退勤後は奥さんと飲む約束をしていた。昨日の夜に寝つかれないままお腹が空いてしまって、ポテサラが食べたいッと大騒ぎしたのでちかくの大衆酒場にポテサラとビールを求めていったのだ。隣席との距離がほとんどなくて、となりの二人が大きな声でうきうきおしゃべりに花を咲かせていたのでほんとうにポテサラとビールだけ済ませて二軒目に。いつも満席のお店にちょうどよい空隙があったようで通してもらえたので嬉しかった。ホールのお兄さんが、長身を隠すように肩を内側に入れる所作や、首を傾げて目をきゅっと絞るような笑顔の作り方が前川優希にそっくりでなんだかツボにハマってしまう。デコポンの白和えで始める。アスパラガスの炉端焼きもとても甘い。主役の春山菜の天ぷらはぜんまいやふきのとうや菜の花があって、ふきのとうのほろ苦さにレモンと塩をちょっと垂らして合わせるとごきげんだった。日本酒をちびちび舐める。じらすというのはすごい。先週あまり家にいなくて奥さんと遊べなかったから、きょうこうして一緒に飲み食いできることが楽しくって仕方がなくて、にっこにこ飲んでいたらぺろんぺろんで、おいしいうれしいたのしいと何度も何度も伝えた。
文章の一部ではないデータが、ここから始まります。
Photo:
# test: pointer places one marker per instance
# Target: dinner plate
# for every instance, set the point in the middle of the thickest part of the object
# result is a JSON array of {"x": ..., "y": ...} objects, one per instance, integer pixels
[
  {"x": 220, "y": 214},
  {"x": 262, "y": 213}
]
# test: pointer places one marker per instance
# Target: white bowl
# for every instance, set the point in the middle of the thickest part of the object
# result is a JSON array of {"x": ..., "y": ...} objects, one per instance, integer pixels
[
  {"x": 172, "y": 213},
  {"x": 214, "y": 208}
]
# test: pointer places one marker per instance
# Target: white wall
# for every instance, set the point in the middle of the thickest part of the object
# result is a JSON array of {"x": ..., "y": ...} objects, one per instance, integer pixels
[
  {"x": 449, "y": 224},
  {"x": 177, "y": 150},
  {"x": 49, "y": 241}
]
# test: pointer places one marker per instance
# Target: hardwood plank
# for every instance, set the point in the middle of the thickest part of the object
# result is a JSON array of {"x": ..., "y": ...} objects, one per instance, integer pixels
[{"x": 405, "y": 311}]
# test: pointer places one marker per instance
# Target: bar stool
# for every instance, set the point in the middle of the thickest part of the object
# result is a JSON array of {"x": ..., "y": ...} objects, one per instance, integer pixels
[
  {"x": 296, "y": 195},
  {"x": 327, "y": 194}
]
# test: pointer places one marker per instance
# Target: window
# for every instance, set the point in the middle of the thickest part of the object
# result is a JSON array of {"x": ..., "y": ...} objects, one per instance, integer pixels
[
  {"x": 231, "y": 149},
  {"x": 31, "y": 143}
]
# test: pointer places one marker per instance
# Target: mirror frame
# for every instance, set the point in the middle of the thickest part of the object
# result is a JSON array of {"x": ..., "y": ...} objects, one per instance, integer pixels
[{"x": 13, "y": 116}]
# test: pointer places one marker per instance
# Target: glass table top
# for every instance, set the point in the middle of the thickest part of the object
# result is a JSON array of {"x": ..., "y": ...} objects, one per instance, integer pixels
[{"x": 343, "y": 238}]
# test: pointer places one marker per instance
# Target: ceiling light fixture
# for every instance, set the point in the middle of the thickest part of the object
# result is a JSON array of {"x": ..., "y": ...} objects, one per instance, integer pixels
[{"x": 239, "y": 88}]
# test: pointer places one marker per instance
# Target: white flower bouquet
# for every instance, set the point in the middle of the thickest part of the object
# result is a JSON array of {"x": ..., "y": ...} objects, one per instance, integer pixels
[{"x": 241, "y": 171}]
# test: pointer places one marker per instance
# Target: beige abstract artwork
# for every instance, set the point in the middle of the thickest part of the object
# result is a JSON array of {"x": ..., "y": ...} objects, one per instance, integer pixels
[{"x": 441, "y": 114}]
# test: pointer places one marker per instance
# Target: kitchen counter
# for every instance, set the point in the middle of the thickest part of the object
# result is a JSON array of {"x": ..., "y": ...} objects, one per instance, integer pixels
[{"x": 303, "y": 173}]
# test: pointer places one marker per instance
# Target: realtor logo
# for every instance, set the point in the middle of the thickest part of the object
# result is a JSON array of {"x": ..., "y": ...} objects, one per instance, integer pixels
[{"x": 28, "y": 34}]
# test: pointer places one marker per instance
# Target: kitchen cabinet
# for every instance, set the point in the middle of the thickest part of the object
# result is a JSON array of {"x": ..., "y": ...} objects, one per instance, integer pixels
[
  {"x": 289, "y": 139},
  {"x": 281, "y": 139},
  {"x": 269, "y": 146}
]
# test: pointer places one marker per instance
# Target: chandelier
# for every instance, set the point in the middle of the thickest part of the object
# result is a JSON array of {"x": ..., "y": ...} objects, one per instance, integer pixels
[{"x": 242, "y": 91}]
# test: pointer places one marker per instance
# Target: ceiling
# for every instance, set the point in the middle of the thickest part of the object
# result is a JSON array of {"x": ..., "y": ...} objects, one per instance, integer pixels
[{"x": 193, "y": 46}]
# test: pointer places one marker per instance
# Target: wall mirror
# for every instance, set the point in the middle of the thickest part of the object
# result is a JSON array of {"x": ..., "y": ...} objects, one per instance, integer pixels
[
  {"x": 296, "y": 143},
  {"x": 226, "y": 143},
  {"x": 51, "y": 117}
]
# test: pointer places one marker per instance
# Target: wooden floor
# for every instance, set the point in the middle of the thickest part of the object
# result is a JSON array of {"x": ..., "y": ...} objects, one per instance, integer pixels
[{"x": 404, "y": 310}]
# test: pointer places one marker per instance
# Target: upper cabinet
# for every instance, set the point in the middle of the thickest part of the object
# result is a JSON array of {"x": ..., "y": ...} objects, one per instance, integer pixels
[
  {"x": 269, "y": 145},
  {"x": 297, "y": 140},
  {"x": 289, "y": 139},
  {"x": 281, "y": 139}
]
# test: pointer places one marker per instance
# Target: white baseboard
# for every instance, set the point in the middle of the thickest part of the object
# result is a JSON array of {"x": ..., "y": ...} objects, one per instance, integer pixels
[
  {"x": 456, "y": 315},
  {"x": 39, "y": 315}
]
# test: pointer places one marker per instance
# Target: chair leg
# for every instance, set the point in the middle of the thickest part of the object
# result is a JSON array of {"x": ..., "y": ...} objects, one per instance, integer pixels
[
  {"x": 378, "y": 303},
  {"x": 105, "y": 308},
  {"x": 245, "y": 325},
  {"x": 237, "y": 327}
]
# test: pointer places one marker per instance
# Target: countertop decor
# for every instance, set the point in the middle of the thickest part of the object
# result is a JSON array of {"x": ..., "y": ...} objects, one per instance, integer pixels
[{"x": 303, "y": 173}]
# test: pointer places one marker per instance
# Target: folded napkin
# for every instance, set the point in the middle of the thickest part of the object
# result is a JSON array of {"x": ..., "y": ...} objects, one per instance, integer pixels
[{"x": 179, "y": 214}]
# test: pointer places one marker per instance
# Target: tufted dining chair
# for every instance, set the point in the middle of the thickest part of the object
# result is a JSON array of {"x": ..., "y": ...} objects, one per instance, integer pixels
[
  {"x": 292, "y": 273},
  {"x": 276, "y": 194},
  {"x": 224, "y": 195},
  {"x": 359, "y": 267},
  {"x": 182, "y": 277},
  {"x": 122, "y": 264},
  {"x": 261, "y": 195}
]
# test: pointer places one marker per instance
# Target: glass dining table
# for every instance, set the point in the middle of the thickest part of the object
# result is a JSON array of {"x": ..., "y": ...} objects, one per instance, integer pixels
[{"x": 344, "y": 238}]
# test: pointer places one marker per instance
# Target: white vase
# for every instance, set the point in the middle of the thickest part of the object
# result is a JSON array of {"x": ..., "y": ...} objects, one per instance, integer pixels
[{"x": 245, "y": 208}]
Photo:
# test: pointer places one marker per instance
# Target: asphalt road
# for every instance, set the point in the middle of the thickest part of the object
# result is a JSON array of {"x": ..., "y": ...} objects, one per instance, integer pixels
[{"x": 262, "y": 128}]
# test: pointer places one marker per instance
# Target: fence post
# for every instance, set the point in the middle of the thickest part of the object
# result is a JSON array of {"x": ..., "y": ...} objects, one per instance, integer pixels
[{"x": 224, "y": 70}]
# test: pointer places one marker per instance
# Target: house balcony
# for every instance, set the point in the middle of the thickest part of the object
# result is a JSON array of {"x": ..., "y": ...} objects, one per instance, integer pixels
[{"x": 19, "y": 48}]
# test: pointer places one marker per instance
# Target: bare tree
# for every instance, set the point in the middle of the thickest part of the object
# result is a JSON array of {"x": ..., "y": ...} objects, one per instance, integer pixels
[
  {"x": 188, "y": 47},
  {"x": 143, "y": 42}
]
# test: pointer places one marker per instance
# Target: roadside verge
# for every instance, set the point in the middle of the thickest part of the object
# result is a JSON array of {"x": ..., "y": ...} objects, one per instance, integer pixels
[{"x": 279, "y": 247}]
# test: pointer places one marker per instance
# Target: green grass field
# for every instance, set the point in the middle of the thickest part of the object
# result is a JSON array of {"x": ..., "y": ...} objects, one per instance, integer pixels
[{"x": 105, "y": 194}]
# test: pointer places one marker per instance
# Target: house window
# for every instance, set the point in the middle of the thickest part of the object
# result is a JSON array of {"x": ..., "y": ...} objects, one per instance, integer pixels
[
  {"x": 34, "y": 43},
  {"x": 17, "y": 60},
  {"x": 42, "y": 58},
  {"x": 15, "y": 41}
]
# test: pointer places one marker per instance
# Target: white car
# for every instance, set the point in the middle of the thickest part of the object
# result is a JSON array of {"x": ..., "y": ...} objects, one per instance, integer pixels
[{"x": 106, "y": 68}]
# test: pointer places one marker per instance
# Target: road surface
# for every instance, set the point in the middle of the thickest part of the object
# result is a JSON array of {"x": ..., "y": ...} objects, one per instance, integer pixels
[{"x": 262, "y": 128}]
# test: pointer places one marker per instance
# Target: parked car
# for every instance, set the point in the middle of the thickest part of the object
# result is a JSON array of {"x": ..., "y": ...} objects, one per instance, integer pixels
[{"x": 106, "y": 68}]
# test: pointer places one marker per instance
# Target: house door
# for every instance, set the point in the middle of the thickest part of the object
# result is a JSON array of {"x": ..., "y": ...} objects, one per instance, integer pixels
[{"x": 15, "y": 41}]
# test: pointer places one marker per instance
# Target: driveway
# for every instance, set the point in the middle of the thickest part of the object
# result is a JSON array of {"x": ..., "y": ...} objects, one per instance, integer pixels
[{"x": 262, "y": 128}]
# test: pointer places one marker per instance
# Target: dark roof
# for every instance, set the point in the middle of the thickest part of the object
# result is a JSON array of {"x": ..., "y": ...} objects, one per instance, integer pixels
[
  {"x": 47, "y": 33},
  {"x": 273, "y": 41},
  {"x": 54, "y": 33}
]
奥さんは保護者のような顔で微笑んでいて、もっとこっち側に来てよとお酒を勧めると、もうねえ、ちょっと頭が痛くなってきたから飲んでもそっちにはいけない、との応えでだったらさっさと帰ろうとお店を出る。ホールは大忙しでお会計ですこしもたついて、でも前川優希の困ったようなくしゃくしゃの笑顔で謝られるとまあいっかとなる。コンビニでハーゲンダッツのサンドのやつと温かいほうじ茶を買って歩きながら食べる。奥さんが日中に見ていた映画の話から、明治の文豪の話や、新撰組の入口はどこからなのかという話に移っていった。じらすことの効用について話すと、とはいえ一週間も空いてないんだけどね、と苦笑される。
帰り際に前川優希がくれた入浴剤を入れてお風呂に入る。入浴剤は楽しいから好き。色が変わるのも面白いし、変な匂いがするのもおかしい。とくに意味がないのもいい。